‘9 Parts of Desire’ at Williamston illuminates otherwise anonymous women

WILLIAMSTON, MIch.– With a play title like 9 parts of desire Due in the month of hearts and romance, you’d think it’s a play with the entanglements of a love story. That’s far from the case with this one-man play presented by the Williamston Theatre.

At Heather Raffo’s 9 parts of desire is a deeply moving play about the lives of nine distinct Iraqi women and their intense struggles in a war-torn Muslim country where women’s rights are somewhere below those of pets. Women make up half the population in Iraq, but are almost invisible in public. In this ultra-conservative society, a woman’s place is neither in school nor at work, but out of sight at home.

Heather Raffo, an Assyrian American from Michigan, formed the premises for this production during a trip to the Saddam Art Center in Baghdad in 1993, shortly after Operation Desert Storm. She developed and starred in early productions of the show in the early 2000s.

A single actor conveys the stories of the nine women, Sarab Kamoo, who is also co-director of this production. Kamoo, always a very physical actress ready for anything, uses different movements, vocal techniques, with additional costume strategies designed by Karen Kangas-Preston to make her characters stand out as separate and distinct women.

There are nine different women depicted: a traditional Iraqi woman in a traditional black chador drowning lost shoes in the river; a woman going about the life of an artist who only paints nudes in a country that seeks to cover every woman from head to toe; a boisterous Bedouin girl sharing her story of her ex-husbands and her life away from Iraq in London; a drunk complaining about Saddam Hussein and being stuck in a civil war-torn country divided by two tribal traditions; a pregnant doctor explaining the problems Iraqis have had with radiation from past bombings; a young girl grappling with the loss of her father over words she said casually at school in front of ruthless law enforcement; a tourist guide showing where people died from the bombings; an Iraqi-American struggling with a loss of communication with his family abroad; and a woman who steals the prop pieces that specifically distinguish some of the other characters and attempts to sell them to tourists.

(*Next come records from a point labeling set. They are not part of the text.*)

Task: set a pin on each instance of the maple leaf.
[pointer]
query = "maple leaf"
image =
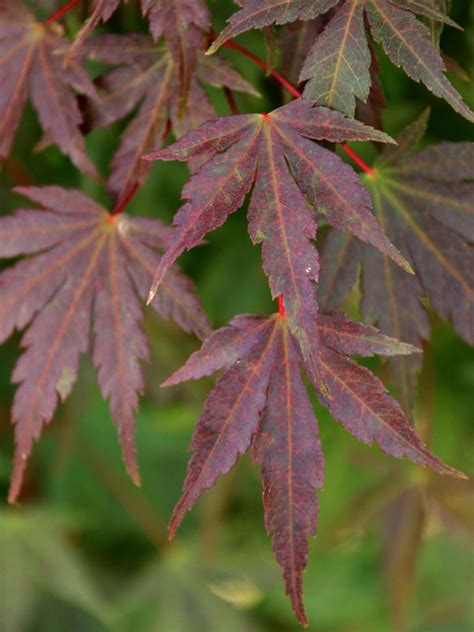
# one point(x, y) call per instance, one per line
point(88, 267)
point(290, 174)
point(147, 77)
point(424, 202)
point(31, 64)
point(337, 67)
point(181, 22)
point(260, 402)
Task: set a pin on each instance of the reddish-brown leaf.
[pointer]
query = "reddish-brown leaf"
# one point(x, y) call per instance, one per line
point(147, 77)
point(87, 267)
point(31, 65)
point(292, 172)
point(181, 22)
point(260, 401)
point(337, 66)
point(424, 203)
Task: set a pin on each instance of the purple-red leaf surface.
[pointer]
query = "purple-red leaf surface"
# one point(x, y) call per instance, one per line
point(425, 204)
point(182, 23)
point(292, 177)
point(337, 66)
point(260, 402)
point(86, 271)
point(147, 77)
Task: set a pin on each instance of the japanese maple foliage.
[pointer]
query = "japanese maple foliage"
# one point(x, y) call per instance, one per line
point(88, 266)
point(79, 274)
point(260, 402)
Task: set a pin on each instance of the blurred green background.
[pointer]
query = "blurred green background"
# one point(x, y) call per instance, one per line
point(86, 551)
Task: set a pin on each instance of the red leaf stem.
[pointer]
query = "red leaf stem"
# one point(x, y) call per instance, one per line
point(281, 305)
point(60, 12)
point(296, 93)
point(125, 201)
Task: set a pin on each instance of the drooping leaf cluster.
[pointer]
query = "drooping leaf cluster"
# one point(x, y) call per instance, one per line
point(81, 273)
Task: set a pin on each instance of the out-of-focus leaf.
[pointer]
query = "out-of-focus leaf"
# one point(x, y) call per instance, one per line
point(35, 556)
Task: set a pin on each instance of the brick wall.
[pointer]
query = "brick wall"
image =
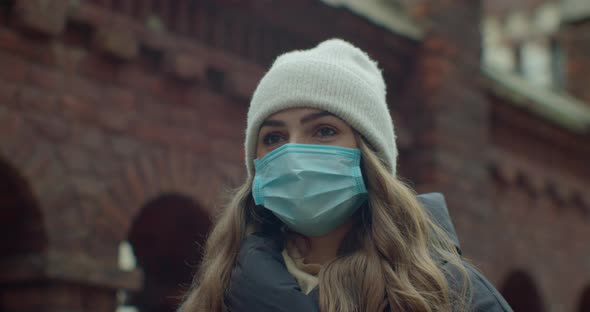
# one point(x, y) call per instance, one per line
point(576, 45)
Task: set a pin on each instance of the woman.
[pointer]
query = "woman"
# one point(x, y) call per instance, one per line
point(322, 223)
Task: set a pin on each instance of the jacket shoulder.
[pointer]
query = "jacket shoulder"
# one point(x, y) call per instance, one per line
point(482, 295)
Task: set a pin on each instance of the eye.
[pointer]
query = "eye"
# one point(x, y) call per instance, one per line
point(272, 138)
point(325, 131)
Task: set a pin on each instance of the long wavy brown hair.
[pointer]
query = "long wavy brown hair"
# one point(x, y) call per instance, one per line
point(391, 261)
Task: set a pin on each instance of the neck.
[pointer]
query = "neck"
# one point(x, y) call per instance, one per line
point(322, 249)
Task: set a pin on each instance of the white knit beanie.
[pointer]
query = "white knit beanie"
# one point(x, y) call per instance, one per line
point(336, 77)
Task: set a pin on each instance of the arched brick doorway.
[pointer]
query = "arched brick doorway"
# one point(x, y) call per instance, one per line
point(521, 293)
point(23, 239)
point(585, 301)
point(166, 239)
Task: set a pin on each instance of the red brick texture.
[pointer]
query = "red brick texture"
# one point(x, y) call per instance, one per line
point(108, 106)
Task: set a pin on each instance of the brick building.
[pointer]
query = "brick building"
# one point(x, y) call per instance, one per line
point(121, 123)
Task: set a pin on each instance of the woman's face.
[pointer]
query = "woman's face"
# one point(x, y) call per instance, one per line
point(303, 126)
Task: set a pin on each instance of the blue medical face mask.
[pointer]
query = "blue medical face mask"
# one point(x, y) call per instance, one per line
point(313, 189)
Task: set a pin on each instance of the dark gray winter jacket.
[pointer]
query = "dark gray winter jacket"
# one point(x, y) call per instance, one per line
point(260, 281)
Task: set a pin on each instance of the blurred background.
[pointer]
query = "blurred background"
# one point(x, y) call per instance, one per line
point(122, 121)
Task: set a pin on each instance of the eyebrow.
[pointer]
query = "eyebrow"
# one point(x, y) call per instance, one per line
point(306, 119)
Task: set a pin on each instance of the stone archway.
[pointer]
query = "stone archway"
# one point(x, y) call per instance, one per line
point(584, 305)
point(521, 293)
point(23, 237)
point(166, 237)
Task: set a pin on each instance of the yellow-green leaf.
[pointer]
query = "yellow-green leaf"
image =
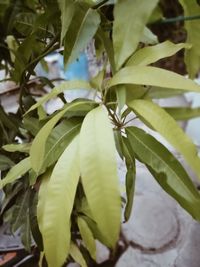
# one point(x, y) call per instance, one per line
point(87, 237)
point(148, 75)
point(76, 255)
point(16, 172)
point(37, 151)
point(42, 198)
point(59, 201)
point(192, 56)
point(130, 18)
point(163, 123)
point(151, 54)
point(25, 147)
point(99, 173)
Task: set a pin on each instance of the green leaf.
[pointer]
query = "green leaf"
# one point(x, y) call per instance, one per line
point(163, 123)
point(179, 113)
point(59, 139)
point(130, 178)
point(67, 8)
point(121, 98)
point(55, 224)
point(76, 255)
point(25, 147)
point(34, 220)
point(45, 177)
point(148, 37)
point(37, 151)
point(20, 210)
point(130, 18)
point(87, 237)
point(16, 172)
point(80, 32)
point(151, 54)
point(192, 56)
point(166, 169)
point(5, 163)
point(99, 173)
point(118, 142)
point(68, 85)
point(153, 76)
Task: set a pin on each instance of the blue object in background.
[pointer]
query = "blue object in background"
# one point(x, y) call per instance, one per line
point(78, 70)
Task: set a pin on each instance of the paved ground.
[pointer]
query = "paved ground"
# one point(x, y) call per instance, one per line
point(159, 232)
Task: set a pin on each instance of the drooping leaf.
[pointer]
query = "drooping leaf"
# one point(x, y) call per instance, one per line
point(68, 85)
point(133, 14)
point(80, 32)
point(99, 173)
point(151, 54)
point(34, 220)
point(45, 177)
point(58, 206)
point(16, 172)
point(153, 76)
point(166, 169)
point(87, 237)
point(148, 37)
point(76, 255)
point(163, 123)
point(130, 178)
point(118, 143)
point(59, 139)
point(192, 56)
point(25, 147)
point(37, 151)
point(179, 113)
point(20, 210)
point(121, 97)
point(5, 163)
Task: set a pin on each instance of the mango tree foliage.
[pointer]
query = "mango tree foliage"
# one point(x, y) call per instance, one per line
point(65, 163)
point(192, 56)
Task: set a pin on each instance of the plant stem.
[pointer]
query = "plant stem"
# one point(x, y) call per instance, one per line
point(177, 19)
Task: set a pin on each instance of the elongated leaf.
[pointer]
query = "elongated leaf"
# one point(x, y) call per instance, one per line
point(121, 98)
point(148, 37)
point(17, 147)
point(16, 172)
point(59, 139)
point(87, 237)
point(179, 113)
point(58, 206)
point(99, 173)
point(162, 122)
point(130, 178)
point(133, 14)
point(68, 85)
point(5, 163)
point(37, 151)
point(67, 8)
point(42, 198)
point(166, 169)
point(76, 255)
point(20, 210)
point(151, 54)
point(192, 56)
point(80, 32)
point(153, 76)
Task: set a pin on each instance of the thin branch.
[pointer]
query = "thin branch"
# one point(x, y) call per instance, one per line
point(177, 19)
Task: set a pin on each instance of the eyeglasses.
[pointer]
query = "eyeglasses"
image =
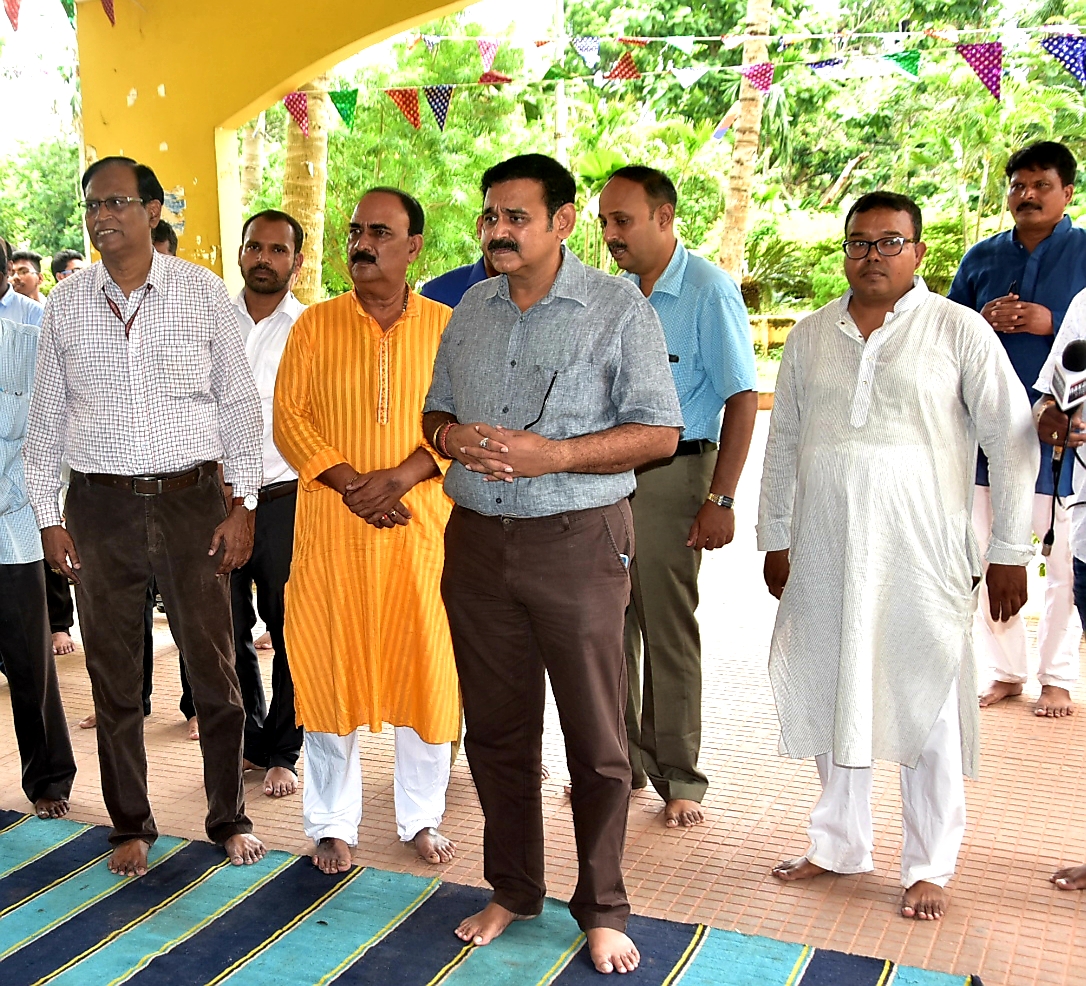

John Lepard helps Kamoo spread his characters with musical selections associated with different times the character vignettes happened. Lepard’s music and Becca Bedell’s light extinguishing techniques give Kamboo time to put on or take off the black chador and switch between properly placed character accessories in order to transition from character to character. another with a permanent change. It may have been a director’s choice to reduce the moments between vignettes, but in doing so some characters began to bleed into each other. Juggling nine characters in the air is tricky for any actor.

One of the highlights of this production is the enormity of the setting. It’s a breathtaking three-level set with a real running river at the base. Jennifer Maiseloff designed an ensemble that looks like a bombshell with classic arches and fills the entire push-stage area. Projections were even created by Quinn Legge to add stunning views of the Middle Eastern city in the distance. The set consists of a multitude of paintings and books that add color and life to the whole. All levels are used, and the show almost begins and ends with the water feature. One of Kamboo’s characters cleanses himself so intensely in the river that I wondered if viewers sitting nearby were also getting a spritz.

The connection between the live action game and the still art is taken to another level by local artist Barb Whitney who has created original artwork to represent each of the nine characters. His work is located in the back hall and is for sale.

9 parts of desire is an admirable work that truly delves into the other side of the war that many Americans have only seen on CNN. This production shows a side of the war of seldom-heard women’s voices who are still primary caregivers and nurturers despite the culture’s emphasis on suppressing them in servanthood.

The play runs until February 27. Tickets can be purchased at www.williamstontheatre.org or by phone at 517-655-7469. Members of the public must show vaccination cards and wear masks.